Times 2

Greek Premier wins vote, but debt crisis far from over

ATHENS, Nov. 5, (Reuters) - Greek Prime Minister George Papandreou survived a vote of confidence in parliament today, avoiding snap elections that would have torpedoed Greece's debt bailout deal and inflamed the euro zone's economic crisis.

But the nation remained mired in political, economic and social turmoil and Papandreou signalled he would stand down, calling for a new coalition to ram the 130-billion-euro bailout deal through parliament and avoid the nation going bankrupt.

Papandreou's socialist government won with 153 votes in the 300 member parliament, and a rebellion by some dissidents in his PASOK party failed to materialise after he indicated that his term as prime minister was close to an end.

“The last thing I care about is my post. I don't care even if I am not re-elected. The time has come to make a new effort ... I never thought of politics as a profession,” he told parliament before the vote. Papandreou said a coalition government should secure the approval of the EU/IMF bailout deal, the nation's last financial lifeline, which is also the euro zone's central plank to prevent economic crisis devastating the bloc's bigger economies.

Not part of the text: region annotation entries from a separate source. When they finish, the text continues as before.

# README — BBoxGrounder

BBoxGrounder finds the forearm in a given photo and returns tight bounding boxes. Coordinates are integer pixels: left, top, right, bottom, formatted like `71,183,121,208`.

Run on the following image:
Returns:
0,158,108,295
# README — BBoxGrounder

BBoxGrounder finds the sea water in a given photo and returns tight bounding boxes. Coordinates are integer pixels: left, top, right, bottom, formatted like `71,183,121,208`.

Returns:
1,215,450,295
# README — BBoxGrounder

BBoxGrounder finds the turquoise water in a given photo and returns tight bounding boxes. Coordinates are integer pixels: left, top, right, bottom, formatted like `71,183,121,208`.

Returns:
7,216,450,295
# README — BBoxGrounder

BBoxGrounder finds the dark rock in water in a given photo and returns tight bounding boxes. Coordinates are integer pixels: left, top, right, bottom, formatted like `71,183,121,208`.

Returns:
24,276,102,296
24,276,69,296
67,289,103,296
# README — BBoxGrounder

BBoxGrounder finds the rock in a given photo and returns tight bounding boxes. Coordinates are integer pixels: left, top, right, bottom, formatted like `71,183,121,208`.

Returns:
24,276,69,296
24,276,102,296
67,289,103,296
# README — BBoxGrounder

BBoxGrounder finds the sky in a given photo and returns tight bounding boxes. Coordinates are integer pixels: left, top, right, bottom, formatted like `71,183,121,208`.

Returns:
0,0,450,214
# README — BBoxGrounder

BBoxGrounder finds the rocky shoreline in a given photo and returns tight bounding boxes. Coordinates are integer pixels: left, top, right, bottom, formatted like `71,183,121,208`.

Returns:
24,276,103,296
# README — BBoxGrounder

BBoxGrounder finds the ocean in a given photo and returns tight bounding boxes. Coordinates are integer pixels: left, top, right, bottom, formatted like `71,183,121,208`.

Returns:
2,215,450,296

The leaders of France and Germany told Papandreou this week that Greece would not get a cent more of aid if Greece failed to approve the bailout, meaning that the state would run out of money in December.
Papandreou told parliament that he would go to the Greek president today to discuss formation of a broader-based government that would secure the bailout, adding that he was willing to discuss who would head a new administration.

NO RAPID ELECTIONS

Papandreou dismissed demands for rapid elections as championed by the opposition. “Elections at this moment not only equal disaster but could not take place in the best interest of the people,” he said.
“There is one solution. To support the (EU bailout) deal with a multiparty approach, without elections, with a strong government.”

Masamichi Adachi, senior economist at JPMorgan Securities Japan, said the main concern was what would happen when international lenders returned to Athens in the coming months to assess the progress of the austerity plan and “they find them failing again”.

“This is just pushing away the timing of the real problem. Of course it's welcome that Greece didn't blow up today, but it doesn't solve the problem.”

Greece has been racked by torment since soon after Papandreou won power in 2009 and revealed that the real budget deficit was three times bigger than original estimates put out by his conservative predecessor.